Ja Treiber hab ich installiert (erfolglos) und auch den Monitor mit Natural Color Pro eingestellt (auch erfolglos)


----------



## peterpan361 (21. September 2009)

Ich hab zwar den TFT nicht, aber ich kann dir sagen, das es an den treibern liegt.
Ich hatte auch mal das problem mit meinem LG als ich die Treiber installiert habe.
Du musste bei SYSTEMSTEUERUNG--->FARBVERWALTUNG--->Erweitert alles auf Systemstandart machen.


----------



## FirstB (21. September 2009)

hab grad mal geschaut dort steht alles auf Systemstandart :/

Edit: Mir is auch aufgefallen das das nur bei Bildern auftritt. Wenn ich ein Video anschau mit diesem "Programm" is die Farbe normal :/


----------



## Seb (22. September 2009)

Komisch ist ja auch, dass es nur bei der "Bild und Fax Anzeige" ist. 
Da sollte man mal schaun, ob da evtl. irgendwas bei der Darstellung dieses einzelnen Programms verändert wurde. Ich glaub nicht, dass das ein generelles Treiberproblem ist.
Dann müsste es ja eigtl. nicht nur bei der Bildanzeige vorkommen..


----------



## Micha-Stylez (23. September 2009)

Das selbe Problem hatte ich bei meinem P2250 auch.

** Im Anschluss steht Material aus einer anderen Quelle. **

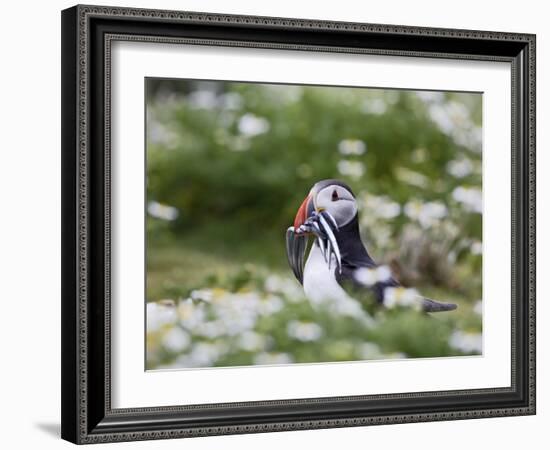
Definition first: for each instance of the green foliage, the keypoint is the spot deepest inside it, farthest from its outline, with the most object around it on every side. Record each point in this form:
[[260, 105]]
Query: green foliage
[[228, 164]]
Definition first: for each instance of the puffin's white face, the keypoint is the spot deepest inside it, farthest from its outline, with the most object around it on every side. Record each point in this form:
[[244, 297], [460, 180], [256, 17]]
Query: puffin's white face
[[338, 201]]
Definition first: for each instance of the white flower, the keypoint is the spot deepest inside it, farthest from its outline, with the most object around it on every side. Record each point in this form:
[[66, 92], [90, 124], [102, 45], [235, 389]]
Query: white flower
[[430, 96], [252, 125], [176, 340], [460, 168], [352, 147], [374, 106], [371, 276], [159, 314], [353, 169], [304, 331], [161, 211], [466, 342], [400, 296], [471, 198], [273, 358], [370, 350], [202, 99]]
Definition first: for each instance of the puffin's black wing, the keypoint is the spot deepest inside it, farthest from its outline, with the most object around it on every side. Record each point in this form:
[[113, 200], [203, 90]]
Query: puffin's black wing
[[347, 277]]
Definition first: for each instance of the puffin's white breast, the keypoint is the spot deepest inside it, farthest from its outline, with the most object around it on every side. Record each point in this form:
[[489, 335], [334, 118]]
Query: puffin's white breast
[[320, 283]]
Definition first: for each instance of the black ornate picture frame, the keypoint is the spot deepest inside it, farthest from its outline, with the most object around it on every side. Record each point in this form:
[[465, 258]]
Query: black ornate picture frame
[[87, 35]]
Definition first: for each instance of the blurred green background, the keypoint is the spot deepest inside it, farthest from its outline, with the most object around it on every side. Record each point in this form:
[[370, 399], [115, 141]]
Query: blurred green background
[[228, 164]]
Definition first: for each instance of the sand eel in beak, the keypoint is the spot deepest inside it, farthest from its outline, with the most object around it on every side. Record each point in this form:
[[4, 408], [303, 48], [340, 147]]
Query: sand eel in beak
[[337, 256]]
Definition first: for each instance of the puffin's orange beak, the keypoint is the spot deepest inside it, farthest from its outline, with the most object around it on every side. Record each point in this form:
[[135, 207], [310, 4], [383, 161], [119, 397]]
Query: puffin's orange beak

Es hat sich aufgelöst als ich die Graka mal gewechselt habe , also die Point of View raus und die Zotac rein. Nun ist die Point of View wieder drin und es ist alles weiß was weiß sein soll.

Ich würde dir empfehlen , Treiber deinstallieren und vielleicht mal einen älteren testen.


Mfg Micha


----------



## FirstB (23. September 2009)

hm.. ja ok müsste ja eh bald n neuer kommen von nvidia dann test ich mal.


----------